The Unfairness of God’s Justice

By Brian Volck

September 27, 2014

Sixteenth Sunday after Pentecost
Twenty-Sixth Sunday in Ordinary Time

Ezekiel 18:1-4, 25-32
Philippians 2:1-13
Matthew 21:23-32



The twentieth century political philosopher, John Rawls, summarily restated his most famous work, A Theory of Justice, as “Justice as Fairness.” Many who know little of his learned, complex argument may have heard of his “Original Position,” the thought experiment that serves as creation myth for Rawls’ social contract.

Rawls asks his reader to imagine a meeting where all parties choose a common social structure from behind a “veil of ignorance.” No one knows his/her/its origin, history, gender, ethnicity, class, religion, talents, abilities, or conception of the Good. This artifice, Rawls believes, forces participants to choose the basic rights and duties of citizens impartially, rationally, and fairly -- and Rawls confidently tells us what they will decide.

Many of Rawls’ subsequent conclusions are appealing, but his starting point strikes me as a progressive “just so” story. For Rawls, it seems, people emptied of nearly every personal quality will nevertheless share his late twentieth century bourgeois liberal values.

This week’s lectionary readings envision a radically different universe. Ezekiel learns just how distorted human conceptions of fairness are, and how Divine justice never stands in isolation from Divine mercy. God takes no joy in anyone’s death, refuses to punish the many for the sins of the few, and is forever ready to pardon the sinner.

Though Ezekiel hears God speaking in a new register, the message that God’s justice and mercy come as a package isn’t new. (See, for example, Psalm 85:10: “Mercy (Chesed) and Truth (Emet) are met. Righteousness (Tsedeq) and Peace (Shalom) have kissed.”) It’s an ongoing biblical theme, a conversation we can’t be reminded of too often.

The conversation is still going strong in first century Judea, where rabbis debate matters of authority and obedience (from ob-audire, “to hear thoroughly”) in this week’s passage from Matthew. Some of the disturbing power of Jesus’ parable is lost on those unfamiliar with ancient Mediterranean cultural expectations: sons must publicly honor their fathers at least as much in word as in action. The first son dishonored his father through his direct, verbal refusal, yet he ultimately does his father’s will. The opposite, of course, is true of the second son, who is, as we say now, “all talk and no action.”

Then Jesus, good rabbi that he is, brings his parable back to the present moment’s messy circumstances by telling his listeners, “…tax collectors and the prostitutes are going into the kingdom of God ahead of you.” Replace “tax collectors and prostitutes” with whatever groups rouse your own thinly-disguised resentments (and if you’re among the saints who harbor no resentments, pray for those of us who still do) and you’ll feel God’s mercy as the chief priests must have – less like an embrace than a slap in the face.

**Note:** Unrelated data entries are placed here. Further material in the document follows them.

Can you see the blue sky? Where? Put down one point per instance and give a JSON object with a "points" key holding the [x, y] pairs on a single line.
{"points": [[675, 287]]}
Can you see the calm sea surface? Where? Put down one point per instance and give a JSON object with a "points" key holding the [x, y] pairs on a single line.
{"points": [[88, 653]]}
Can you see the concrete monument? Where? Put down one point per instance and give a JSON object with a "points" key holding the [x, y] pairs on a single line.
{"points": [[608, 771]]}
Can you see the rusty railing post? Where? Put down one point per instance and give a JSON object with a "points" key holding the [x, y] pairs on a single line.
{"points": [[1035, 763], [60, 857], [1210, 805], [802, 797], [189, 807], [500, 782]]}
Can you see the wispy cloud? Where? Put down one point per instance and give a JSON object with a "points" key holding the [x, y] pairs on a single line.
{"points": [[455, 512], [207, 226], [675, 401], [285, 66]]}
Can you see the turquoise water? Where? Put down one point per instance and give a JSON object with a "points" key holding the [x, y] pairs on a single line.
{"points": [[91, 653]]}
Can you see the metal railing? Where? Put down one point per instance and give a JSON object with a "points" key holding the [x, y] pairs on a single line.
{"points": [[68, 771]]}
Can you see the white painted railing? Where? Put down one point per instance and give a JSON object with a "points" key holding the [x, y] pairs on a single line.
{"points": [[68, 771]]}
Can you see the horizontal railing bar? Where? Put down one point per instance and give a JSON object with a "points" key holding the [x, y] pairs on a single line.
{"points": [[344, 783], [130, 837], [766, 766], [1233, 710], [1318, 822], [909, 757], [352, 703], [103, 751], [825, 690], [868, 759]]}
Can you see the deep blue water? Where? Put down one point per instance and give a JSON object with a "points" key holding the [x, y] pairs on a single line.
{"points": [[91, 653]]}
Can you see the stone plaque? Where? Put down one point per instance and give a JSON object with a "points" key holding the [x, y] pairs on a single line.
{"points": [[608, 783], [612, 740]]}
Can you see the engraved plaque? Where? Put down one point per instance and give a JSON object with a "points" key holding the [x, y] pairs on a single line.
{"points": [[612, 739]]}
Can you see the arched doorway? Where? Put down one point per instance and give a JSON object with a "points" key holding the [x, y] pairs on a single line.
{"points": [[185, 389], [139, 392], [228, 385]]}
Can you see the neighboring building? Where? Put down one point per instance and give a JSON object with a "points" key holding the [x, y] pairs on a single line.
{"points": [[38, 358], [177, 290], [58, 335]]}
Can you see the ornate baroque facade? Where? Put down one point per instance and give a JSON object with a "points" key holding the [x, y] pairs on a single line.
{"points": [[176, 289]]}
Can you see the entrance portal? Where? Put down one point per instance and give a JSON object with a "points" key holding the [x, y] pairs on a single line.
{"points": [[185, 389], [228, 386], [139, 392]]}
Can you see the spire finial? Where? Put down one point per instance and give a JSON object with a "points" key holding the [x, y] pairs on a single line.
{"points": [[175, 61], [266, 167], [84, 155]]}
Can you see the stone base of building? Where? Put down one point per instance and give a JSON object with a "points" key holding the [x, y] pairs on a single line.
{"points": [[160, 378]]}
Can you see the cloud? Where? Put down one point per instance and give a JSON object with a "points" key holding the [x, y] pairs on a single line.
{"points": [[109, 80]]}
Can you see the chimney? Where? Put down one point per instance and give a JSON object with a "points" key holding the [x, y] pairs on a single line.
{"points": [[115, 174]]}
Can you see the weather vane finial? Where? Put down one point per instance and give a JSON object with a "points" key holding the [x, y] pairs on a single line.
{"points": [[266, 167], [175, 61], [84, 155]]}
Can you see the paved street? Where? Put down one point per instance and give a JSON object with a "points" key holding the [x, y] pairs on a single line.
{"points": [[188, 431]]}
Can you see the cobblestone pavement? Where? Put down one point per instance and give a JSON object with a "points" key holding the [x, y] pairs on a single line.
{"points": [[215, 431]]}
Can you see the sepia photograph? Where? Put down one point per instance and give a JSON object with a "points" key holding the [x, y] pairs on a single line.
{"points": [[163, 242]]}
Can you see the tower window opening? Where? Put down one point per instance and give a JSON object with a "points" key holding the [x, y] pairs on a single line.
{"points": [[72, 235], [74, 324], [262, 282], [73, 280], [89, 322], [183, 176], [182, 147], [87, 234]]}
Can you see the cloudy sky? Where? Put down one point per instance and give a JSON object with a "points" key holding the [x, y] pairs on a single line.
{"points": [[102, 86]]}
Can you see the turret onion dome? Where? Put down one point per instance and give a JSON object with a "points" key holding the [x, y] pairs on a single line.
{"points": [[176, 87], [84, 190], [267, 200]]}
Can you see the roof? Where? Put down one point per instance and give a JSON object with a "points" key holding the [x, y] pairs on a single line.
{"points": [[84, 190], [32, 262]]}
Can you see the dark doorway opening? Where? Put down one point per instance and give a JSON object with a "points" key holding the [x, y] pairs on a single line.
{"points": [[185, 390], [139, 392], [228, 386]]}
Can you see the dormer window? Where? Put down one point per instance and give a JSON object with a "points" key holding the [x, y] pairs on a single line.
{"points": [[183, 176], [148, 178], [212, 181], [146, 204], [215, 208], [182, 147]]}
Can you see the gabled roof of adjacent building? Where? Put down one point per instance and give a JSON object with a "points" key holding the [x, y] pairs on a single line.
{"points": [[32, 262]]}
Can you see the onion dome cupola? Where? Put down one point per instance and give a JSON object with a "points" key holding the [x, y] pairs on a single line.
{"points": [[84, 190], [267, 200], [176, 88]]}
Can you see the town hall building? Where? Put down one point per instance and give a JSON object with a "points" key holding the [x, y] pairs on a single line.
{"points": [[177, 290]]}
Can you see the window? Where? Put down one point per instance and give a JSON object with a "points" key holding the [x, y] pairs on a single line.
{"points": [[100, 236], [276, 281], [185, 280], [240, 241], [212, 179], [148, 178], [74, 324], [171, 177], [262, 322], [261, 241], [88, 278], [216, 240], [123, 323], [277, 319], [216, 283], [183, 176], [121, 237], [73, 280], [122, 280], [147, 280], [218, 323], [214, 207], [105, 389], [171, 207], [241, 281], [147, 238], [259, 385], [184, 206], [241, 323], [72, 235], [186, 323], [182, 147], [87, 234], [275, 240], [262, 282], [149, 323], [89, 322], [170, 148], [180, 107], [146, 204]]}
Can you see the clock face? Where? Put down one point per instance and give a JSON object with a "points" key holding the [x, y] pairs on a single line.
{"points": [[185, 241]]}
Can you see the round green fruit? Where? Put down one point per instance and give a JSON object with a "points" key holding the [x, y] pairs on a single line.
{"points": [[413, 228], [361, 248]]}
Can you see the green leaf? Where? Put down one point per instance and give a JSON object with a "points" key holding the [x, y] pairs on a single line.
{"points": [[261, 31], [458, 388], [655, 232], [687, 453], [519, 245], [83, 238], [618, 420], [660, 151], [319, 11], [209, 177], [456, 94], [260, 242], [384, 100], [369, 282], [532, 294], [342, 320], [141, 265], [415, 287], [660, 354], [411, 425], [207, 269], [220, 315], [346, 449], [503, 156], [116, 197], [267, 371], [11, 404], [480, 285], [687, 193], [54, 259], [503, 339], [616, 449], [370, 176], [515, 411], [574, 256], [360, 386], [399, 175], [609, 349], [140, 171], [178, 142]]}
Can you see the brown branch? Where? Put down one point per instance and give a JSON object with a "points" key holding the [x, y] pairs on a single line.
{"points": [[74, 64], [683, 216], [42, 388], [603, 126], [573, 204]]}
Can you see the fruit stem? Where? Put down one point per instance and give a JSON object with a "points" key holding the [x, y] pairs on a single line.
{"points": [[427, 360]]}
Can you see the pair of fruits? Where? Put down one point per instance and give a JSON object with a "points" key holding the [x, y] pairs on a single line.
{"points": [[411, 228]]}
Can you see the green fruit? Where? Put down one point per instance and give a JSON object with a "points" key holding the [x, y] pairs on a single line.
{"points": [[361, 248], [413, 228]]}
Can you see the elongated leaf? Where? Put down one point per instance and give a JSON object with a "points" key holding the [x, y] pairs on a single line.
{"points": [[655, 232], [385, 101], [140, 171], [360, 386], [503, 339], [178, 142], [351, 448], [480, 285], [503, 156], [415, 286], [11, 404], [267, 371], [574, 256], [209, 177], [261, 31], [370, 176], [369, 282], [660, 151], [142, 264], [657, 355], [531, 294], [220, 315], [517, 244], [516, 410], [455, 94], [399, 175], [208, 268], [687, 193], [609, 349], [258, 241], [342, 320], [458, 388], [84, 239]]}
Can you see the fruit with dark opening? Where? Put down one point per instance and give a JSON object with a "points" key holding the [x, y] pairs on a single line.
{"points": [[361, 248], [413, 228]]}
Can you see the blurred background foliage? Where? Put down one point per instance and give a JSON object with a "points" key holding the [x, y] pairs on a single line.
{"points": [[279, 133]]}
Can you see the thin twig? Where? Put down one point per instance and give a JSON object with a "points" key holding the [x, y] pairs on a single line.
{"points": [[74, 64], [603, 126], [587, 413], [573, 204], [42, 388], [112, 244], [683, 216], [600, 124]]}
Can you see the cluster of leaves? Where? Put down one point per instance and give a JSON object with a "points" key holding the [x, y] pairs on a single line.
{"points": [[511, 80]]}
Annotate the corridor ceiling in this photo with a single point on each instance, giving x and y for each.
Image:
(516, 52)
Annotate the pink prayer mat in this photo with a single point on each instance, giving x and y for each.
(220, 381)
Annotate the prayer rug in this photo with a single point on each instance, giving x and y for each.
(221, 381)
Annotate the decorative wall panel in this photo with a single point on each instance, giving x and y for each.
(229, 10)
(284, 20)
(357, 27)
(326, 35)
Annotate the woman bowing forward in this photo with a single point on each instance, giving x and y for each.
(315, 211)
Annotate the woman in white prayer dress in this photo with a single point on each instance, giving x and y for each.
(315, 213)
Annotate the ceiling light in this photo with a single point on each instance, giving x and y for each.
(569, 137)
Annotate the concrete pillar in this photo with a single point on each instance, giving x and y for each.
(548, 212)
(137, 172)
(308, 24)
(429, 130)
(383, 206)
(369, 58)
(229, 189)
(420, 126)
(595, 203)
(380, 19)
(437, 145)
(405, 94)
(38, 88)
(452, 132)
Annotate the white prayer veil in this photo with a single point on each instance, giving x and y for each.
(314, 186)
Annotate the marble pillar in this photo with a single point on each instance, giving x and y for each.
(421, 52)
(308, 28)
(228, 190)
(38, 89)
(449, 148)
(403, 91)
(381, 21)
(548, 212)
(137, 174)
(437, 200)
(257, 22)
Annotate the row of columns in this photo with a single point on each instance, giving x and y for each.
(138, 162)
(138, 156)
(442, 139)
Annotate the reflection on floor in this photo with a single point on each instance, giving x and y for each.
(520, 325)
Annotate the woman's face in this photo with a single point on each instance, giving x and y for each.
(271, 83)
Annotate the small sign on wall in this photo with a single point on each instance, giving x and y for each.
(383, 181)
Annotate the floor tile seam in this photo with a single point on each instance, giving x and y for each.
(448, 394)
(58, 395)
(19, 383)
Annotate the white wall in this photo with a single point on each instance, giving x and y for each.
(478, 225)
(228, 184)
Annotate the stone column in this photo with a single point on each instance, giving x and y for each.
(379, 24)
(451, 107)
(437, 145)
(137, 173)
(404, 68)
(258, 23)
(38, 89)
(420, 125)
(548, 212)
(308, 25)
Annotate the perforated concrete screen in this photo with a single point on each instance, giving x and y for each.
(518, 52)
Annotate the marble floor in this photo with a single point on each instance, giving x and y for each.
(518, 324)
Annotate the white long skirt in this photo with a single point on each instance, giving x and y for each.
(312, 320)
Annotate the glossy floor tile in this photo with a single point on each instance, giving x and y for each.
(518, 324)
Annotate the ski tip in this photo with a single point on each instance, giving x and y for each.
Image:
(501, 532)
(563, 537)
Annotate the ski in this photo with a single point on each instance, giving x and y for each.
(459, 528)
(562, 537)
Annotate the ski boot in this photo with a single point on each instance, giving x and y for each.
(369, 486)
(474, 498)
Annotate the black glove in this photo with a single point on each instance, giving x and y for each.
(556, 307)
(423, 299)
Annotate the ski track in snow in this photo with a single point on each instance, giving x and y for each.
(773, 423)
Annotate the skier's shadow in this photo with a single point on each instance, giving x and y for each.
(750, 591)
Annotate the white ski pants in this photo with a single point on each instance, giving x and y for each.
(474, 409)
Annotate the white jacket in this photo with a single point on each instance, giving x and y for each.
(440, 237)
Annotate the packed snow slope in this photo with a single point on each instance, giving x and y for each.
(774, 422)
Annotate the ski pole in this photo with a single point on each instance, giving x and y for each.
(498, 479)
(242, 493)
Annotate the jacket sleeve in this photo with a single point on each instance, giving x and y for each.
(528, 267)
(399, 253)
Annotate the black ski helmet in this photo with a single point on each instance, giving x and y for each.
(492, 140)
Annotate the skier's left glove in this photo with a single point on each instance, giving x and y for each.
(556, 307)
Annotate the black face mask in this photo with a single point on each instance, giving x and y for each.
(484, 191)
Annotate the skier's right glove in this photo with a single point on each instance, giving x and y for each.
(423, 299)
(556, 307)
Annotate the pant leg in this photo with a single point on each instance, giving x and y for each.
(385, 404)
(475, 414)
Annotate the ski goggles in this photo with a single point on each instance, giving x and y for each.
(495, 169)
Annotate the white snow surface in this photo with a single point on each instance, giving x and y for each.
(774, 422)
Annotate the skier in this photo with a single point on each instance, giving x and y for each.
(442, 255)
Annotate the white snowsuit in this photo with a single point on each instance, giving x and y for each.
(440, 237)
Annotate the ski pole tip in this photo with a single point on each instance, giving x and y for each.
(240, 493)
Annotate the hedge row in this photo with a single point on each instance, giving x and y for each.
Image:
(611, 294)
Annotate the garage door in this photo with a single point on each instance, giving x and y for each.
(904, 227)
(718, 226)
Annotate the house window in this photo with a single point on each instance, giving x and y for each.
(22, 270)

And what more can be said of the much commented-upon kenosis hymn in Philippians 2? Perhaps just this: That God’s justice is apprehended, if at all, not from behind a veil of ignorance but through vulnerable presence. The usual English-language renderings of verse 2:5, along the lines of “Let the same mind be in you that was in Christ Jesus,” miss the fleshy, visceral connotations of the Greek root phroneo. Modern Western Christians like me often interpret the passage as a mind game, an intellectual puzzle, a matter of getting the right ideas and attitudes in ones head.

But that misreads Paul as a philosopher and not as a mystic. Paul truly wants his readers to feel the self-emptying presence of Christ in our guts. Paul asks us to be present to that Presence with our vulnerable and needy bodies and our soiled and lately repentant hearts at least to the degree we are present to Him with our scattered and desirous minds.

There is no denial, then, of who we are, where we come from, or what accidents of history and fortune distinguish us from others. Nor are we asked to feign blindness when it comes to others, but rather to see everyone as wounded sinners like ourselves, who need only to change our stony hearts before we discover we’re already forgiven.

Make no mistake: if we do as we are asked, we shouldn’t expect to be treated fairly or find the world suddenly transformed into a kinder, gentler place. Christ, Paul reminds us, was obedient even unto horrific death on a cross, embodying God’s mercy to us while we were still sinners. Paul’s not asking us merely to admire or even imitate Christ, but to let that mystery enter our every vulnerable part of our body and being, so we may both will and work for God’s good pleasure.

So we work out our salvation in fear and trembling, not because it’s up to us to get things right, but because God’s mercy and justice are most often encountered in great love and great suffering, channels of grace far more alike than we imagine. “Love Hurts” goes the hit song (sung by Nazareth, Roy Orbison, and others), something anyone who’s gazed on the tortured, unveiled body of the crucified Christ already knows. But we’re not to stop at merely knowing it. We, who call ourselves followers of Christ, are invited to enter into that painful and loving Mercy and to know it as the only true form of Justice.